車用コーティング剤やワックスは水回りに使えるか?

車のコーティング剤はシンクやトイレなどの水回りに使えるか?

【コーティング剤】車のコーティング剤はシンクやトイレなどの水回りに使えるか?

 車のワックスやコーティング剤、これらは水を弾くタイプがあり、「もしや家のシンクや風呂場の鏡にも使えるのではないか」と考える方もいらっしゃるかもしれません。
 実際、Youtubeでも「塗ってみた」という方もいらっしゃるくらいです。
 ここでは車のワックスやコーティング剤と家庭用コーティング剤の違いをまとめました。

 

家庭用のコーティング剤の成分と車用品の違い

 家庭用(屋内用)のコーティング剤はこちらにもまとめていますが、スプレータイプ(効果は1ヶ月程度)とガラスコーティング(効果は3年程度)があります。
 スプレータイプでは「ティポス 超撥水コーティング剤 弾き」などがありますが、成分は「荷電化処理水、変性シリコーン、フッ素樹脂、可溶化剤」となっています。コーティング成分はシリコンやフッ素樹脂となります。
 ガラスコーティングで有名なのは「シックスエフ」です。成分は「シリコンフッ素複合系樹脂」が主成分となっています。

 

 では、車のコーティング剤はどうでしょうか。
 Amazonで人気のコーティング剤を複数調べましたが、実は全成分が公開されているコーティング剤が見つかりませんでした。メーカーのHPにもコーティング剤の成分が記載されていないものもあります。表記としては「ガラスコーティング」や「シリコーン」「撥水ポリマー」などとなっています。
 似たようなものでワックスがありますが、こちらも全成分が分かるものはほとんどありませんが、SOFT99 00420は全成分が明記されており、「塗装成分」と「ワックス、シリコーンオイル、樹脂、超微粒子パウダー、石油系溶剤」となっています。
 また、ガラスコーティングで有名なガラコは「フッ素系撥水剤・酸・イソプロピルアルコール」となっています。

 

車のコーティング剤をシンクや風呂場に使えるか

【コーティング剤】車のコーティング剤をシンクや風呂場に使えるか

 以上のように、車のコーティング剤では成分が分からないものや、成分がそもそも家庭用でないものがほとんどです。ですから、車用品を家庭用に使うのは「危険」と言わざるを得ないでしょう。
 例えば、シンクに車用のコーティング剤を使った場合、跳ね上がったり、飛び跳ねたり、剥がれたコーティング剤が食器や食材について、口に含んでしまう可能性がゼロではありません
 また、風呂場でも成分が溶け出す可能性があるのは言うまでもありません。

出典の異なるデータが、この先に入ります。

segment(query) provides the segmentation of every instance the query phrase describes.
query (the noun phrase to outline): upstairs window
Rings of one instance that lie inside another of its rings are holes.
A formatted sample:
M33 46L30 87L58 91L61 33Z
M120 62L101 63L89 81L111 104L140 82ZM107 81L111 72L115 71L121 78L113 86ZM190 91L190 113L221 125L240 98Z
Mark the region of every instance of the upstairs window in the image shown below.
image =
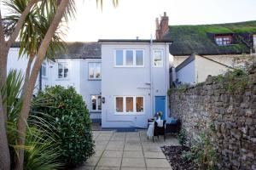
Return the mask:
M230 45L232 42L232 36L215 36L214 38L218 46Z
M163 50L154 50L154 66L163 66Z
M68 64L58 63L58 78L68 77Z
M41 67L41 72L43 76L46 76L46 63L44 62Z
M115 66L140 67L144 65L144 53L141 49L115 50Z
M88 63L89 79L100 80L102 78L102 64L101 63Z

ガラコあたりは風呂場の鏡に使えそう、ということで使った人の口コミもありますが、「鱗・水垢」が張り付いてしまって取れなくなってしまった、という失敗談がありました。
 唯一使えそうな水回りが「トイレ」ですが、「酸」や「微粒子パウダー」が含まれていますから、変色の可能性がゼロとは言えません。おすすめできないのです。

 

家庭用コーティング剤は意外と安い

「車用のコーティング剤やワックスが残ってもったいないから家でも使おう」という場合、前述のように「失敗」する可能性が非常に高いです。
 家庭用のコーティング剤でも、スプレータイプの「弾き」あたりは800円弱で家中使えますから、車用で残ったコーティング剤を使うよりは、思い切って「弾き」あたりを購入した方が安心して使えると思います。